Harmon has clearly worked hard to appreciate the context in which he believes the book of Revelation to have been written, and he provides a fairly insightful exoteric reading with a number of unusual features. Most notably, he presents a collaborative rivalry between John of Patmos (whom he collapses unimpressively with John the Apostle, and somewhat more convincingly with John of Gischala) and Flavius Josephus. The latter of these is the second beast from Revelation 13:11-15, according to Harmon. In general, Harmon takes the Apocalypse to have been penned a few years after the fall of Jerusalem in 70 e.v., and he understands John’s visions to cover the events of that war, as well as near-future eschatological anticipation.
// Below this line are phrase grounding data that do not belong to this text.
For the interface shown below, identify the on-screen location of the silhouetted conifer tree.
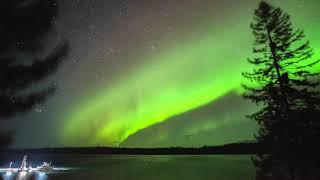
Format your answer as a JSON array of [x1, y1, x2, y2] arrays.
[[243, 1, 320, 179], [0, 0, 68, 149]]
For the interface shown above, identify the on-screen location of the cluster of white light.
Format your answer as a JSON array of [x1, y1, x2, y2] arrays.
[[3, 171, 47, 180]]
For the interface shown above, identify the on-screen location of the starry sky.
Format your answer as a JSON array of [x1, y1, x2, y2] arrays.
[[4, 0, 320, 148]]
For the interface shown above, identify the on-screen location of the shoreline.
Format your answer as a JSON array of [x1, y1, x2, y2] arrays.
[[1, 142, 266, 155]]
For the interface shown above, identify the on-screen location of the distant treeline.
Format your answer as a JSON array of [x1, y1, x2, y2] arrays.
[[1, 143, 268, 155]]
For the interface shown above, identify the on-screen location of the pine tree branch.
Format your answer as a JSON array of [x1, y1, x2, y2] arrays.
[[0, 42, 68, 92]]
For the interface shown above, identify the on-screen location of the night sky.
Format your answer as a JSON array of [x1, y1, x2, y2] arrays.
[[4, 0, 320, 148]]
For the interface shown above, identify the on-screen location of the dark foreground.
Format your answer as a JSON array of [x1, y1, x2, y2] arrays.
[[0, 154, 254, 180]]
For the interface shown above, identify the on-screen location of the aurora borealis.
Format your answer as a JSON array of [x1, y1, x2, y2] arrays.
[[5, 0, 320, 148]]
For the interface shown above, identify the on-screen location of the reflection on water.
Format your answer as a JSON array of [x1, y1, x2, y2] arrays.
[[2, 172, 45, 180], [1, 155, 254, 180], [4, 154, 318, 180], [2, 171, 48, 180], [5, 153, 311, 180]]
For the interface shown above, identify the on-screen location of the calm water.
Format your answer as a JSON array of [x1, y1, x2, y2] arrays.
[[1, 154, 255, 180]]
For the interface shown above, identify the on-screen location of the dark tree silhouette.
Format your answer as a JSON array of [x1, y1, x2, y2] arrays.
[[243, 1, 320, 179], [0, 0, 68, 149]]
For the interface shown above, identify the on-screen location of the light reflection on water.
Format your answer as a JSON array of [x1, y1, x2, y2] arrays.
[[1, 155, 254, 180], [2, 172, 48, 180]]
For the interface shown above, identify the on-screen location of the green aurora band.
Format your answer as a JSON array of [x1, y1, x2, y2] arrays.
[[61, 0, 320, 147]]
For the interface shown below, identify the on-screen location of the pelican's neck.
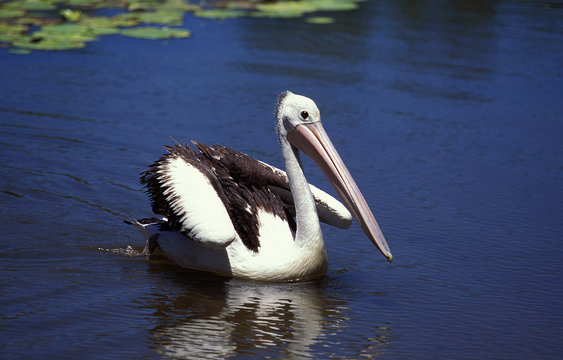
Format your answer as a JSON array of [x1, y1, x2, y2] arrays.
[[279, 137, 323, 248]]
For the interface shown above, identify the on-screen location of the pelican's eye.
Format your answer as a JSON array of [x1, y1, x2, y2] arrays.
[[299, 110, 309, 120]]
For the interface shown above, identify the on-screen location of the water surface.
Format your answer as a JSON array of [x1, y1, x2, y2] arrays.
[[1, 1, 563, 358]]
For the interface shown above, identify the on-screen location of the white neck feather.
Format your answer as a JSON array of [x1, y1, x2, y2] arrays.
[[279, 137, 323, 249]]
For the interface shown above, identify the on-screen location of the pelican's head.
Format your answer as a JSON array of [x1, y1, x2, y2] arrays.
[[275, 91, 321, 139], [274, 91, 393, 263]]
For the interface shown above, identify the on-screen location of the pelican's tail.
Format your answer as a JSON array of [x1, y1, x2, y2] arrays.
[[124, 216, 168, 255]]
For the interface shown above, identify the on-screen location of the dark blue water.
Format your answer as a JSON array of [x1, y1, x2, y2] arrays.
[[2, 1, 563, 358]]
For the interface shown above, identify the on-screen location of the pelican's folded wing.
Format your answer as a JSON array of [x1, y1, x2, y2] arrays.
[[258, 161, 352, 229], [192, 142, 352, 230], [141, 144, 237, 249], [268, 184, 352, 229]]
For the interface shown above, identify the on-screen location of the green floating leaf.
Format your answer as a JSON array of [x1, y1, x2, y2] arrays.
[[96, 13, 140, 28], [120, 26, 190, 40], [0, 32, 18, 43], [14, 16, 47, 26], [160, 0, 200, 13], [9, 47, 32, 54], [60, 8, 82, 22], [5, 0, 57, 11], [32, 23, 98, 42], [13, 36, 86, 50], [79, 16, 123, 31], [0, 22, 28, 34], [253, 1, 318, 18], [0, 9, 27, 18], [310, 0, 360, 12], [306, 16, 334, 24], [1, 0, 367, 53], [194, 9, 247, 20], [135, 10, 185, 25], [127, 0, 157, 12], [222, 1, 257, 10], [66, 0, 103, 7], [0, 23, 28, 43]]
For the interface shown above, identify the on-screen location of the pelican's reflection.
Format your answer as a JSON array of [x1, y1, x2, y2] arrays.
[[143, 261, 389, 359]]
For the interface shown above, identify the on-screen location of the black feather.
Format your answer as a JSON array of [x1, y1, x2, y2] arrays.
[[141, 141, 296, 252]]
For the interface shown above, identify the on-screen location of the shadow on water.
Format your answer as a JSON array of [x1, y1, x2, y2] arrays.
[[140, 260, 390, 359]]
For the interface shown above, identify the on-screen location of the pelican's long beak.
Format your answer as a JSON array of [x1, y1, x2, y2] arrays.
[[287, 122, 393, 263]]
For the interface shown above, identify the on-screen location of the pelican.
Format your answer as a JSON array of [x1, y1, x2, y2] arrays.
[[130, 91, 392, 281]]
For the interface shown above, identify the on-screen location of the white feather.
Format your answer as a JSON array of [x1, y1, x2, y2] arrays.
[[160, 156, 236, 248], [226, 210, 327, 281], [151, 208, 327, 282]]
Despite its late and contentious entry into the Biblical canon, Harmon advances Revelation as one of the three earliest documents of the Christian scriptural tradition, along with the Gospel of Mark and the “genuine” Pauline epistles. 

To his credit, Harmon seems to take pains to provide evidence contradicting his own favored hypotheses in many instances. Despite the obvious labor and detail involved with the book, though, Harmon does not provide a scholarly apparatus to support his claims beyond a list of eighteen titles for “further reading” and a tiny handful of footnotes, and he occasionally makes obvious errors. His notion about the extensive circulation of the doctrine of original sin in the first century (287) contradicts the ideas I have formed reading more persuasive authors like Elaine Pagels. 
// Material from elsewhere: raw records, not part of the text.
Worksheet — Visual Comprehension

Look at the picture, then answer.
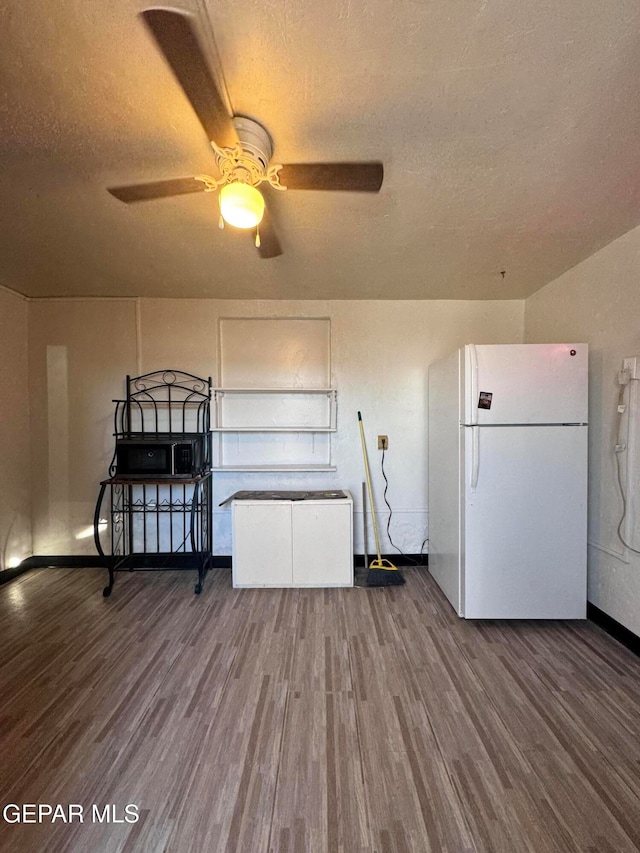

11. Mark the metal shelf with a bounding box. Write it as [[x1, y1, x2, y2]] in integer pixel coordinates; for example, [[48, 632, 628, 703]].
[[96, 371, 213, 596]]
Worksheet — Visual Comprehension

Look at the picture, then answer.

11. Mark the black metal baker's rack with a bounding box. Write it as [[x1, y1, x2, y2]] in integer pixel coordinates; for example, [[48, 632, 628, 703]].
[[94, 370, 213, 597]]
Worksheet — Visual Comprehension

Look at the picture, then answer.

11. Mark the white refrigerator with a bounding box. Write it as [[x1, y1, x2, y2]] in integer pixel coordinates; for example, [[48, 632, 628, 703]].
[[428, 343, 588, 619]]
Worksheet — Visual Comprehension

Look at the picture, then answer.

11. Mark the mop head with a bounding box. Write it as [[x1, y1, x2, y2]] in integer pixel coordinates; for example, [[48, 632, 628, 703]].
[[367, 558, 406, 587]]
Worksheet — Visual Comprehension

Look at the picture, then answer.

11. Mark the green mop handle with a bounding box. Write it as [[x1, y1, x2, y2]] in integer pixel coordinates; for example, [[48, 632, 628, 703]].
[[358, 411, 382, 563]]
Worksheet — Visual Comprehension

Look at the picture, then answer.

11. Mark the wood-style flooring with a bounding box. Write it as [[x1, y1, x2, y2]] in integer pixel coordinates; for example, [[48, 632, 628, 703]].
[[1, 567, 639, 852]]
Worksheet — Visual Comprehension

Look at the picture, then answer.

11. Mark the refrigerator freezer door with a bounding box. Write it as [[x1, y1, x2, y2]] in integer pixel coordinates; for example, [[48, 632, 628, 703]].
[[463, 344, 588, 426], [462, 424, 587, 619]]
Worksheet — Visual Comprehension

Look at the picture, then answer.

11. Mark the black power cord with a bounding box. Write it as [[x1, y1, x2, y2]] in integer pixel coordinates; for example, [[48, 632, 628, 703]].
[[380, 447, 428, 566]]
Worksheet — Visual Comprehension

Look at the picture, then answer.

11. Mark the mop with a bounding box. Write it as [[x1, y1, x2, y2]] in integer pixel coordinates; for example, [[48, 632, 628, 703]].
[[357, 412, 406, 586]]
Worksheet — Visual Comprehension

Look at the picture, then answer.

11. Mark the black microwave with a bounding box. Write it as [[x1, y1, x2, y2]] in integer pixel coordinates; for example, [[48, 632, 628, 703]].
[[115, 434, 207, 478]]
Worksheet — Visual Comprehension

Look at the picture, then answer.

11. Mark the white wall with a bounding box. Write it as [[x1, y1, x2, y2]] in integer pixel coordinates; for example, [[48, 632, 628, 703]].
[[525, 224, 640, 636], [142, 299, 525, 553], [29, 299, 138, 555], [0, 286, 31, 569], [28, 297, 524, 556]]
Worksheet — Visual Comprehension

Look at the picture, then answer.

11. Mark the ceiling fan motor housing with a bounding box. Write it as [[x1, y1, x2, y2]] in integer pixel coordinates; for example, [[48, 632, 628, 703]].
[[212, 116, 274, 186], [232, 117, 273, 169]]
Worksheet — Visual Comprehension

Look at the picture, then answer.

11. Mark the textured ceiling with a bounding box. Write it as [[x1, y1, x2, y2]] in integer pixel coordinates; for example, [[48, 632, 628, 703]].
[[1, 0, 640, 300]]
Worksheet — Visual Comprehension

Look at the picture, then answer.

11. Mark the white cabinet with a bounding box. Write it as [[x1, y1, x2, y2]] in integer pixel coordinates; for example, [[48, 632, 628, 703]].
[[231, 491, 353, 588]]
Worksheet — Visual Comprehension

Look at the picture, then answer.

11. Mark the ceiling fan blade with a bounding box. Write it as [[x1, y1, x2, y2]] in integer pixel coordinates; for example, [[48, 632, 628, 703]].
[[277, 162, 383, 192], [256, 206, 283, 259], [141, 9, 238, 147], [108, 177, 207, 203]]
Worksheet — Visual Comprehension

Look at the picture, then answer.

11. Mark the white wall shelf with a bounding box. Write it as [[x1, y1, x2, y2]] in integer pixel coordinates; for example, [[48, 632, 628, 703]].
[[214, 387, 334, 394], [211, 388, 337, 471], [212, 388, 337, 430], [215, 463, 337, 472], [212, 427, 337, 433]]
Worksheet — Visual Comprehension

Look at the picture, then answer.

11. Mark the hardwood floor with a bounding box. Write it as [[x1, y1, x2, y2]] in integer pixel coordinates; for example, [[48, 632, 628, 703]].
[[1, 566, 639, 852]]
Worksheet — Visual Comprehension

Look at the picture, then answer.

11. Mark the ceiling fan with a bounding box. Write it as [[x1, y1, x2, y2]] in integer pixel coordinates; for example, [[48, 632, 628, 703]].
[[108, 8, 384, 258]]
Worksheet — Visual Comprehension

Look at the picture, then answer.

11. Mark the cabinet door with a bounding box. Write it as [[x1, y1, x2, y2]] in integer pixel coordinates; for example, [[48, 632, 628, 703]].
[[232, 503, 292, 586], [292, 502, 353, 586]]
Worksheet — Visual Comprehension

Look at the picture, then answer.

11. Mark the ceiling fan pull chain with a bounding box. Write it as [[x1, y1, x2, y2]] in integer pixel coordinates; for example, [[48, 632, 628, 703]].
[[218, 215, 225, 230], [255, 226, 261, 248]]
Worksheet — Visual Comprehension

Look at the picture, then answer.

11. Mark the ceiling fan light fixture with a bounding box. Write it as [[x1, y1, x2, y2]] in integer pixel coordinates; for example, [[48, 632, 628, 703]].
[[219, 182, 265, 229]]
Harmon refers to his own reconstruction of the first-century reception of Revelation as a “plausible fiction” (86), while skating over the fact that the object of his study actually presents an incredible myth. A full understanding of the Apocalyptic text takes more than knowledge of the period in which it was (may have been?) written, with attention to its events and personalities. It requires some familiarity with the “vision state” taken for granted by Harmon (74), as well as the sort of realization of the story’s symbolic power demonstrated in such studies as Jung’s Answer to Job and D. H. Lawrence’s Apocalypse.